CVE-2025-30065: Apache Parquet — Remote Code Execution

CVE Details

CVE ID CVE-2025-30065
CVSS Score 10
Severity Critical
Vendor Apache Software Foundation
Product Apache Parquet
Patch Status Available
Published April 2, 2025
EPSS Score 0.4%
CISA Patch Deadline ⚠ April 23, 2025 Federal deadline passed

Background

Apache Parquet is a columnar storage format widely used in the big data ecosystem — Hadoop, Spark, Flink, Hive, and many other data processing frameworks use Parquet files as a standard format for storing analytical data. If your organisation does any significant data engineering or analytics work, there’s a good chance Parquet files are flowing through your pipelines.

CVE-2025-30065 is a CVSS 10.0 in the parquet-avro module — the part that reads Parquet files containing embedded Avro schemas. The attack vector is “network” because data pipelines commonly read Parquet files from remote sources (S3, GCS, HDFS, APIs), meaning an attacker who can supply a malicious Parquet file to a pipeline achieves code execution on the processing server without any direct network access.

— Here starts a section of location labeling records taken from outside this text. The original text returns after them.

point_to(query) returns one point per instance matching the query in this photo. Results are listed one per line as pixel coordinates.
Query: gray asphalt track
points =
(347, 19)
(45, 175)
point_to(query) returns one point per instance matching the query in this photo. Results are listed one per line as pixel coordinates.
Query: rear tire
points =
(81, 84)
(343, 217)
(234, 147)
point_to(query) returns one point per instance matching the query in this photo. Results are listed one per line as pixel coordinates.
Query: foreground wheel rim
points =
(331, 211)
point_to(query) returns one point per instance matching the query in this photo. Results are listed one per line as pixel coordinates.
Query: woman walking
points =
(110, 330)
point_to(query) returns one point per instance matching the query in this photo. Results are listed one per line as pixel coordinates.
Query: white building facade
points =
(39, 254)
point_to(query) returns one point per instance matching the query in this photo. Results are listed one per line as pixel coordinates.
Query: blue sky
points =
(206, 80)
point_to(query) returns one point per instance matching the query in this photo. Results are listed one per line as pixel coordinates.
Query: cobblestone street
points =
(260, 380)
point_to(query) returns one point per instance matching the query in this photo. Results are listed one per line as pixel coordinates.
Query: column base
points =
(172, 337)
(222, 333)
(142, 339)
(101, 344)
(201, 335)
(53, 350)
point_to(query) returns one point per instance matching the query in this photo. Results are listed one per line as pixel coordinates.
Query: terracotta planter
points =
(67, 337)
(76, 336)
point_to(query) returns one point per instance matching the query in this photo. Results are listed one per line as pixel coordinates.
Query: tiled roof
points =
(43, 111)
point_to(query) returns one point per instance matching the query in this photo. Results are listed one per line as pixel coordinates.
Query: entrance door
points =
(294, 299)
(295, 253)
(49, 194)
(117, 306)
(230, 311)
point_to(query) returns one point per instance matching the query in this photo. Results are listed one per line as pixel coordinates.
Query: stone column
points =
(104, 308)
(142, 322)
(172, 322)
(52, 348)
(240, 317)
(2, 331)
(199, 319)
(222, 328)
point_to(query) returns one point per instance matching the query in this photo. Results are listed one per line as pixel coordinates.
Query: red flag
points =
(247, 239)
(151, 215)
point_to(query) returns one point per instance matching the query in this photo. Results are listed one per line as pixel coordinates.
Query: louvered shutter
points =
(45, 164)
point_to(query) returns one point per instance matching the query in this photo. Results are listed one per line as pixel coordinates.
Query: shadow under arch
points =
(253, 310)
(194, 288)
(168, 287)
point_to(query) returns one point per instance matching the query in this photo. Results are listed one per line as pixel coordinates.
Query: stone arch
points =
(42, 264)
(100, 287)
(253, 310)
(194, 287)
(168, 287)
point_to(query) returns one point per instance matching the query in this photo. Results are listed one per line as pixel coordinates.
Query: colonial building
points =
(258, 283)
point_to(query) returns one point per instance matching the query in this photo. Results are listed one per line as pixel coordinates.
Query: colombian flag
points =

This was patched in April 2025. It’s a particularly interesting vulnerability because the attack surface is files rather than network endpoints.

Technical Mechanism

Parquet files can embed Avro schemas. The parquet-avro module processes these embedded schemas when reading Parquet files. The vulnerability is in how this module deserialises Java objects from specific Parquet file metadata.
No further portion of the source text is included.